[Bioperl-l] Removing duplicate FASTA record one-liners

Thu, 19 Dec 2002 11:24:58 -0700

>
>>> Option #1:
>>>  create a hash with all the sequences as you read them, and check 
>>> for duplicates by seeing whether that hash element already exists
>>>
>> Which in the spirit of ridiculous one-liners would be:
>>
>> perl -ne 'BEGIN{$/=">";$"=";"}/(.*?)\n(.+?)\s*>?$/s && push
>> @{$h{$2}},$1;END{for(keys%h){print ">@{$h{$_}}\n$_\n"}}'
>>
>> Which will remove redundant entries AND concatenate their description
>> lines :-)
>
>
> does not work properly, because the parse of the >header\nsequence:
>
>     /(.*?)\n(.+?)\s*>?$/s
>
> leaves in the '\n's.  Thus, not only would the sequences have to be 
> identical,
> their line breaks would have to be identical as well.
>
> Lincoln's solution is not only easier to read, it actually works.
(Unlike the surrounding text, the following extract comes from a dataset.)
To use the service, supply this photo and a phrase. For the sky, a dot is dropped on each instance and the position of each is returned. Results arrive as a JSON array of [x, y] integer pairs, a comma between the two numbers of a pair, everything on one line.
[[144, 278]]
Hee hee.  I didn't think this bit of fun (i.e. not intended for 
production use, hence the use of the word "ridiculous" in my original 
mail) code would spark such a long discussion!  For brevity I didn't 
include the 'tr' statement required to deal with differently formatted 
files.  The real point of my mail though is that if you want to make 
this complete, both Lincoln and my own code are missing a lc() or uc() 
(your choice) in the command to make sure the sequences aren't the same 
data in a different case.

Cheers,
    Paul